10 thoughts on “frozen

  1. Wow, that is an impressive freezer stock! Our (one, small) freezer contains ice packs, some emergency fishfingers, half a pot of canned tomatoes and some wild caught prawns. That’s it, ha hah!

  2. I have to say Gillie, that I am thoroughly impresses by the blessings you have in your freezers. I have only one chest freezer and the small refrigerator freezer that houses the ice cream and the frozen fruits. The small chest freezer holds the meats and chickens for two weeks. This is all I can handle :0) I have tried the bag method, but I found it cumbersome to move it around to find the chicken bag :-{ Now, I keep a list of what goes into the chest freezer and eat from it until I can see the bottom… great post!! m.

  3. I had a go at emptying/tidying the 2 freezers at my pa’s. I thought it would be a good idea. Oh dear, oh dear: my ma stockpiled things: some huge pieces of venison, given to her by someone in the village and no telling what bit of deer they were (Mum didn’t believe in labeling things: she knew what everything was). The remnants of the whole lamb she bought every year (more weird shapes). Whole salmon (present from fishing friend), trout x ? (ditto), a lot of random bits of fish, ducks (wild & t’other), pheasants and partridges…enough partridges to do 20 versions of On the First Day of Christmas. And prawns. And scallops. Plus homemade ice-cream. And berries which would be turned into something, one day. And veg from the garden. And rabbit for the cat.

    Quite a treasure trove, really. But not necessarily to be eaten. Rather than empty the big freezer of everything, I’m working on the principle that it works more efficiently if full. Possibly rather peculiar logic.

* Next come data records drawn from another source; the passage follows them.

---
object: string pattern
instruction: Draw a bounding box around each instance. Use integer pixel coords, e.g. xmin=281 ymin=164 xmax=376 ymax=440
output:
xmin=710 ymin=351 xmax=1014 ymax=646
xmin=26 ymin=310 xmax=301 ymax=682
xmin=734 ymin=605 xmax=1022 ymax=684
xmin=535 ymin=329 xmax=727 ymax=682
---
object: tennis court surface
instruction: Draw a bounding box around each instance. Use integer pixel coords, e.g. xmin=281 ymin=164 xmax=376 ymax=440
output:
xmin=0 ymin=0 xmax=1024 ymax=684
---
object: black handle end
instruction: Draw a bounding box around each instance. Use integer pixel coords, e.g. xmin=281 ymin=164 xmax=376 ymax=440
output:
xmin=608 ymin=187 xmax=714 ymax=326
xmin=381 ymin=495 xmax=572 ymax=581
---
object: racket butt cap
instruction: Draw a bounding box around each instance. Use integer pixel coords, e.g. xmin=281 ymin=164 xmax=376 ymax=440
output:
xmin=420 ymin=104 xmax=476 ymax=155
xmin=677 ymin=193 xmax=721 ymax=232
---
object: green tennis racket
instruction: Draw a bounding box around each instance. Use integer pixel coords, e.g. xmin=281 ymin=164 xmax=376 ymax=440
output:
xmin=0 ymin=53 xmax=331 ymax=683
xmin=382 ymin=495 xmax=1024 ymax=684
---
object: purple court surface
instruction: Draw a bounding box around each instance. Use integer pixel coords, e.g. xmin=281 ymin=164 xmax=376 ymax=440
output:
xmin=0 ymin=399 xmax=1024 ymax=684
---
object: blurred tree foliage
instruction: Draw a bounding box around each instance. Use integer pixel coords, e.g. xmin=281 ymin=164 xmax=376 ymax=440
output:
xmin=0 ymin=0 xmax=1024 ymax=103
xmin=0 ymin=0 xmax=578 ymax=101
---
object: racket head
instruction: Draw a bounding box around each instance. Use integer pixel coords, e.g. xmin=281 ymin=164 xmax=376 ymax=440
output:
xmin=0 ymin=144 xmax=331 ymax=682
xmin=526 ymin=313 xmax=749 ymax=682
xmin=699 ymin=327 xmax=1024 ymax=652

    1. Well it is cheaper to run if it is full ….. I feared my freezer might turn out like your father’s if I didn’t get my act together. There is a vile smelling pan of stuff for the dog on the stove as I type.

  4. You have a plum TREE! And an APPLE tree!!! Wow… sounds like an AMAZING life you have there. I can’t wait to move from the city and do all of that 🙂 But I’ll be in the tropics… like Hawaii … absolutely love warm weather.